The crux of the issue lies in It alleged disregard for previous commitments made with news publishers, particularly concerning the use of their content to train its generative AI model, Bard/Gemini. The competition watchdog found fault with Google for failing to notify news publishers of this use of their copyrighted content, a direct violation of its commitments aimed at ensuring fair payment negotiations with publishers for the reuse of their content.

This latest fine is just the latest chapter in a long-standing dispute that began with the European Union’s digital copyright reform in 2019. This reform extended copyright protections to news headlines and snippets, addressing concerns over news aggregators like It News, Discover, and the “Top Stories” feature on search results pages, which had been displaying news stories without compensating publishers.

Google initially attempted to circumvent this law by shutting down It News in France. However, this unilateral action was swiftly challenged by the competition authority, which deemed it an abuse of Google’s dominant market position. Subsequently, It was compelled to negotiate with local publishers over content reuse. In 2021, Google faced a $592 million fine after the competition authority found significant breaches in its negotiations with publishers and agencies.

Despite initially appealing the sanction, It eventually sought to settle the dispute, offering commitments to the Autorité, which were aimed at fostering fair negotiation practices with publishers. These commitments included sharing key information with publishers and engaging in fair negotiations.

Currently, Google has signed copyright agreements with numerous publishers in France, subject to the oversight of the Autorité, tightly regulating its business operations in this domain.

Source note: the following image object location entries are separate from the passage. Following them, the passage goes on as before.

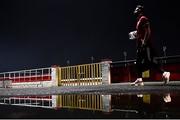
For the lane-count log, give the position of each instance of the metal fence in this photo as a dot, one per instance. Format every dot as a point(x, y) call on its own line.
point(9, 79)
point(87, 74)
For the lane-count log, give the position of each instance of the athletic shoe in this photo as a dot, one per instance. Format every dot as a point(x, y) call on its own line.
point(138, 82)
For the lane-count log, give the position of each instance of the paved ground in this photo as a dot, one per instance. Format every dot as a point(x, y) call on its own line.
point(116, 88)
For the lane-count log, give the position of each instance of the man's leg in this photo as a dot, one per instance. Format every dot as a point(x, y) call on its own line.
point(139, 67)
point(155, 64)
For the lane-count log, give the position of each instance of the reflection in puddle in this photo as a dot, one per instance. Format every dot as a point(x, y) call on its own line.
point(125, 105)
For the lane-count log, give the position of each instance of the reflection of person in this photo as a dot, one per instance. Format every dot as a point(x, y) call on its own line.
point(145, 52)
point(167, 98)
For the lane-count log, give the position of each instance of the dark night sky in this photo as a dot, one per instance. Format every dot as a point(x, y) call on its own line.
point(41, 33)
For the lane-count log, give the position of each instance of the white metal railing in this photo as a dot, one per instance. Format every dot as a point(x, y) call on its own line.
point(8, 79)
point(31, 101)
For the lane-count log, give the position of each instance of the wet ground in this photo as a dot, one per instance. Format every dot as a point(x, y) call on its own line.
point(115, 101)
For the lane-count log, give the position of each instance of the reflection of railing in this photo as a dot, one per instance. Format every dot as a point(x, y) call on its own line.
point(31, 101)
point(88, 102)
point(88, 74)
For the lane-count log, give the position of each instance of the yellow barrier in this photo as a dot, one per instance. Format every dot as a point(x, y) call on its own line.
point(87, 74)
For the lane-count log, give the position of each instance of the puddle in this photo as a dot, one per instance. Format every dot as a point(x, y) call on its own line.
point(163, 105)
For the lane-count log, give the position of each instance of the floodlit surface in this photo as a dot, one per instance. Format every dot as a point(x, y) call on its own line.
point(129, 105)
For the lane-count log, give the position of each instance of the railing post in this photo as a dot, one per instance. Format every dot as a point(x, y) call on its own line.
point(55, 75)
point(106, 74)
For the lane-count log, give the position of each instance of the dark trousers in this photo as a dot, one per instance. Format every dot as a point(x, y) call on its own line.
point(146, 60)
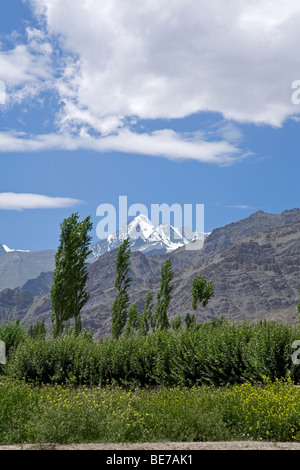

In response to the Autorité’s latest findings, It has chosen not to contest them, opting instead for a fast-tracked process and agreeing to pay the fine. However, the company’s managing director for news and publishing partnerships, Sulina Connal, expressed dissatisfaction with the fine’s proportionality, emphasizing Google’s desire to move forward and focus on fostering sustainable relationships with publishers.

The crux of the Autorité’s enforcement action revolves around It use of news publishers’ content for training its AI model, Bard/Gemini, without notifying the copyright holders or the authority. While Google has cited Article 4 of the EU Copyright Directive, which allows for certain exceptions for text and data mining, the Autorité argues that it remains undecided whether this exemption applies in this case. Additionally, Google’s failure to inform publishers of their content’s use for training Bard was deemed a breach of its commitment to the competition authority.

Looking ahead, the impending EU AI Act is poised to introduce stricter regulations governing AI development, including transparency requirements regarding the use of copyrighted content for training AI models. This forthcoming legislation may pave the way for news publishers to seek fair remuneration under EU copyright law for the use of their content in AI training.


In conclusion, Google’s latest fine underscores the complexities and challenges surrounding the intersection of technology, copyright law, and competition regulations. As the digital landscape continues to evolve, it becomes increasingly imperative for tech giants like Google to navigate these issues responsibly and transparently, ensuring equitable treatment for all stakeholders involved, including news publishers.